26. 漁獲量減少の原因 その1
台湾北部でケンサキイカが本格的に漁獲されるようになったのは、1990年代。ちょうどそのころ、台湾では「日式○○」と呼ばれる日本ブームが起こっていました。特に和食が人気になり、多くの人たちが刺身を好んで食べるようになりました。もともと台湾周辺ではイカがたくさん獲れていたのですが、刺身にできるほど新鮮なイカを供給するシステムはありませんでした。もっぱら乾物や中華料理の具材として手荒に扱われていたのです。なので、その頃から品質を重視し、一杯いっぱい丁寧に釣りあげ、高い鮮度で消費者まで届ける、まさに日式がいっきに普及しました。刺身にできるほどのイカですから単価も高く、この海域の重要な水産物になりました。その結果、漁獲量が急上昇したのです。
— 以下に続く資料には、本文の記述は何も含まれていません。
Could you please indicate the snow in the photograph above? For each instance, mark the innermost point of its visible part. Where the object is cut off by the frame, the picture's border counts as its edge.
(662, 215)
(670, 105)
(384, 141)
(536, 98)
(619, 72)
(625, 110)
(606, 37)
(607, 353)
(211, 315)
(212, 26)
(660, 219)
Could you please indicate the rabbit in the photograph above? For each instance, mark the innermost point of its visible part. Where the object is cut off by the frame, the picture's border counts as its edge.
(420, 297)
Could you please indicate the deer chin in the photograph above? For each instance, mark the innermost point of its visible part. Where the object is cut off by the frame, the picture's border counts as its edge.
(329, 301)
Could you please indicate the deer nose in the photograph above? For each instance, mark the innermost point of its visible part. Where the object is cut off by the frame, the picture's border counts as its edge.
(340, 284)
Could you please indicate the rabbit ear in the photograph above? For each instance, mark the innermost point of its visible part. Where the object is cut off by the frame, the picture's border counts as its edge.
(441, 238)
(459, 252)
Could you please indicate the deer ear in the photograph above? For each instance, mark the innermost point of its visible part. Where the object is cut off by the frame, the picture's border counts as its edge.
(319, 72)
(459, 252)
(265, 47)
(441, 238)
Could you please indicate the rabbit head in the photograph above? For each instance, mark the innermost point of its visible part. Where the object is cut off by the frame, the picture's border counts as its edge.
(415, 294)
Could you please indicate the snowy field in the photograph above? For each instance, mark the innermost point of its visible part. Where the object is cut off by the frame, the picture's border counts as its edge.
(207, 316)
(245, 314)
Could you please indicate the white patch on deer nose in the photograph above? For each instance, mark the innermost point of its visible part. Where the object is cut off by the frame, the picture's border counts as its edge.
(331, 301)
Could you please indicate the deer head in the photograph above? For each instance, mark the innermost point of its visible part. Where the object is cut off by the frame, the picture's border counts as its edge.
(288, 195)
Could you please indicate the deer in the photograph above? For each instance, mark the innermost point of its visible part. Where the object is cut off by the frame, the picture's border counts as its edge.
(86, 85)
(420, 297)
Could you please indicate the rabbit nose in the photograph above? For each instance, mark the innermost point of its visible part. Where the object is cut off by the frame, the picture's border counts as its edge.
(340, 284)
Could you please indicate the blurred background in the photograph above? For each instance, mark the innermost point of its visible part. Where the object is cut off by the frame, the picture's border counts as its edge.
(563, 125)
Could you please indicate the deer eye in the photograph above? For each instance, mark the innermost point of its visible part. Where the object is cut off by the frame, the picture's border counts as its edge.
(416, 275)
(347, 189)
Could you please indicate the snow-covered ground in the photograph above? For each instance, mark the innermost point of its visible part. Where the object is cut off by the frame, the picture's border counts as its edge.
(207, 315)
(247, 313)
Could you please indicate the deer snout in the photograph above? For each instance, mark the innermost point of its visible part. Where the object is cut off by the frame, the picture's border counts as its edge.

しかし、漁獲量はすぐに減り始め、2000年代中頃にはさらなる不漁を危惧した台湾の政府が国立台湾海洋大学と資源調査を行うようになりました。下に台湾と日本のケンサキイカの漁獲量を示しています。両者の減少に明瞭な関係があるのが分かりますね。台湾では自分たちが過剰に漁獲したからだと思ったはずですが、日本ではそれまでと同じように操業していただけだったので、急な減少に驚きました。
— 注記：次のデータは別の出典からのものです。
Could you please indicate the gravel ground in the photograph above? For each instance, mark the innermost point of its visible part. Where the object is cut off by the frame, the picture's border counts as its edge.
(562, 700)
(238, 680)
前回までのイカ男の説明を読んできた方は、この日本の漁獲量減少の原因にピンときたのではないでしょうか。そうです。秋に産卵のために湧昇流の海域に集まってきたイカ(第2世代)を台湾北部で大量に漁獲したことによる影響だったのです。本来、このイカの子どもたち(第3世代)が次の年の春に日本周辺にやってくるはずでした。つまり、台湾北部沖での漁獲量増加によって、春から夏にかけて漁獲される大きなケンサキイカが減ったのです。といっても、台湾の漁業者を責めてはいけません。彼らは国際的に決められた海域(北緯27度以南)で操業していたにすぎないのですから、おそらく。
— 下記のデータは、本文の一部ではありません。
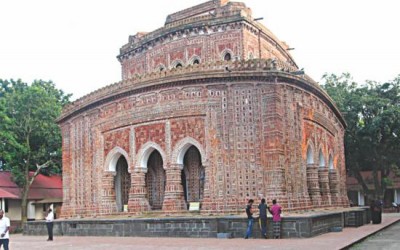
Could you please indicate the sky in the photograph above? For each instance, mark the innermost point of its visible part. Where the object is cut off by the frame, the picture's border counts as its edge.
(74, 43)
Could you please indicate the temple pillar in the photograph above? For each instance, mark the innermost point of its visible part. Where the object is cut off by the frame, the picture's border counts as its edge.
(108, 195)
(207, 203)
(334, 187)
(313, 184)
(323, 180)
(174, 199)
(138, 201)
さらに、夏場は東シナ海の大陸棚縁辺に沿って南北に漁場が形成されます。これは人工衛星夜間画像を見れば明らかです。以前、台湾から福岡へ夜間飛行機で戻ったのですが、眼下に衛星画像とまったく同じ光景が見えて、あらためて驚かされました。このように集魚灯をもちいた大型漁船が多数操業していれば、特にイカを対象にしなくても、マアジやマサバと一緒にケンサキイカも漁獲されているはずです。であれば、第2世代のケンサキイカに限らず、第3世代、第4世代の個体も徐々に減っていき、資源全体がやせ細ってくるはずです。その結果、資源構造の骨格部分となる世代だけがきれいに見えるようになったのではないでしょうか。資源が痩せて、ようやく資源構造が分かってきたとは、なんとも皮肉な話ではあります。ある魚種の資源構造がよくわからないと嘆いている研究者がいたとしたら、それはその魚種の資源にまだ十分な筋肉や贅肉がついているからかもしれません。だとしたら、水産資源を利用する側としてはむしろ幸せなことでしょう。